260 million tonnes of plastic waste is generated annually worldwide. The EU has set a target of 55 percent recycling of plastic packaging waste within 2030. According to McKinsey, only 16 percent of plastic packaging waste is recycled today, but additional regulatory tightening is expected. During 2021, the technical specifications of the EU Taxonomy objective on circular economy will be defined. This is likely to create a pull in the market for recycled products. In order to reach the target of 55 percent recycling rate in 2030, McKinsey predicts a market size potential of $60 billion. In this context, Aker BioMarine sees large opportunities for AION.

“Technology development in this segment is rapid, therefore AION's business model is technology diagnostic. We will not make large investments in fixed assets but will rather base ourselves on a value chain of solid and innovative subcontractors. Through our American subsidiary, Lang Pharma Nutrition, we have thirty years of experience in operating such a model,” says Johansen.

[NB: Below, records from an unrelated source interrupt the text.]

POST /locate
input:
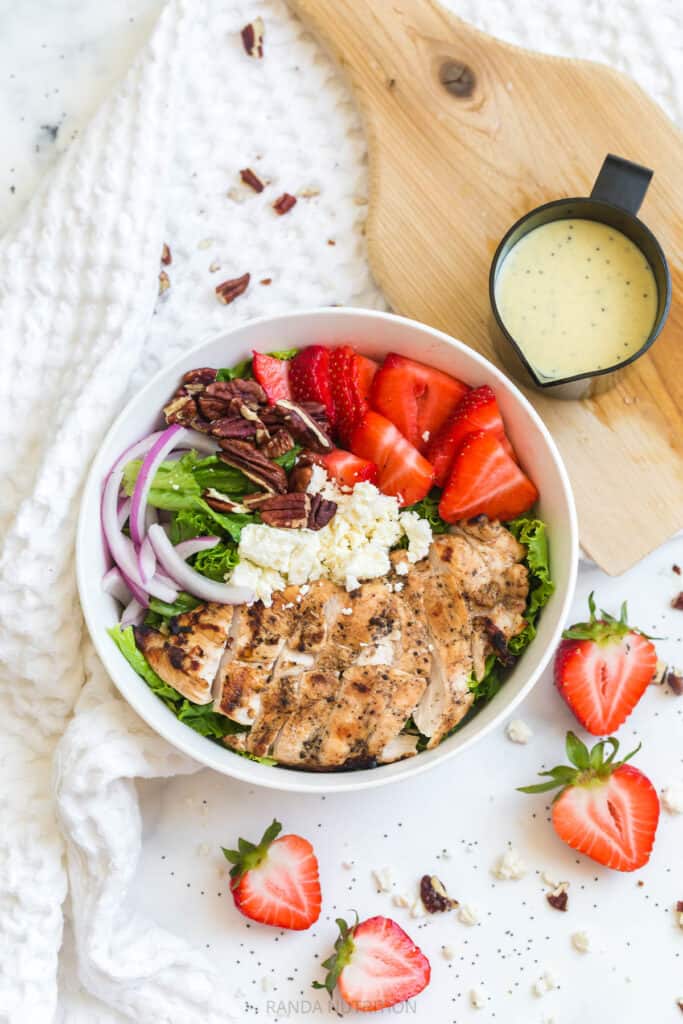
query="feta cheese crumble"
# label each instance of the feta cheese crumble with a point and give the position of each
(672, 798)
(353, 546)
(518, 731)
(509, 866)
(468, 914)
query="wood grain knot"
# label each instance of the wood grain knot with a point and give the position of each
(458, 78)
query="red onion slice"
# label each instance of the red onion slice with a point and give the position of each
(164, 443)
(114, 584)
(188, 548)
(190, 581)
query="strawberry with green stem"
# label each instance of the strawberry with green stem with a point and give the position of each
(606, 809)
(602, 669)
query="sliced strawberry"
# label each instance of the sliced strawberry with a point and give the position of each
(606, 809)
(402, 471)
(484, 480)
(477, 410)
(375, 965)
(417, 398)
(272, 375)
(602, 669)
(348, 469)
(348, 376)
(276, 883)
(367, 370)
(309, 378)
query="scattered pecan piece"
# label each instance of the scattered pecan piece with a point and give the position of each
(284, 204)
(675, 682)
(233, 428)
(252, 38)
(221, 503)
(559, 897)
(434, 896)
(281, 442)
(252, 179)
(300, 477)
(181, 409)
(246, 391)
(321, 513)
(243, 456)
(302, 426)
(228, 291)
(286, 511)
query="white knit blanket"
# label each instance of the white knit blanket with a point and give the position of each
(80, 327)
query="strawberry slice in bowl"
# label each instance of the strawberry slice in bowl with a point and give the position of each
(375, 965)
(401, 470)
(348, 469)
(272, 375)
(602, 669)
(485, 480)
(606, 809)
(477, 410)
(276, 882)
(417, 398)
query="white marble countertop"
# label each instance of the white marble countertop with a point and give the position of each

Certified value chain and customers in place

The establishment of AION takes place through the acquisition of a startup company built by Lasse Johansen, an employee at Aker BioMarine. AION is built on an existing value chain and is one of three Norwegian companies certified B-Corp, which is recognised as one of the most important sustainability certifications in American retail. Lasse Johansen will continue to play an active role as working chairman of AION.

“What Lasse has achieved alongside a very demanding responsibility in Aker BioMarine says a lot about the opportunity-oriented culture in our company,” says Johansen.

McDonald's is one of several companies already on AION's customer, uses serving trays of recycled marine plastic.

“Our ambition is to run McDonald's in a sustainable way both in terms of packaging and our other business. This means trying new things and constantly being on the lookout for new solutions. The recycled serving trays of sea plastic are one example of this. We developed these together with AION and we have taken another step towards reducing our footprint. We look forward to continuing the collaboration to achieve full circularity for our serving trays,” says Hilde Øverby, Nordic QA and supplier sustainability lead at McDonald’s.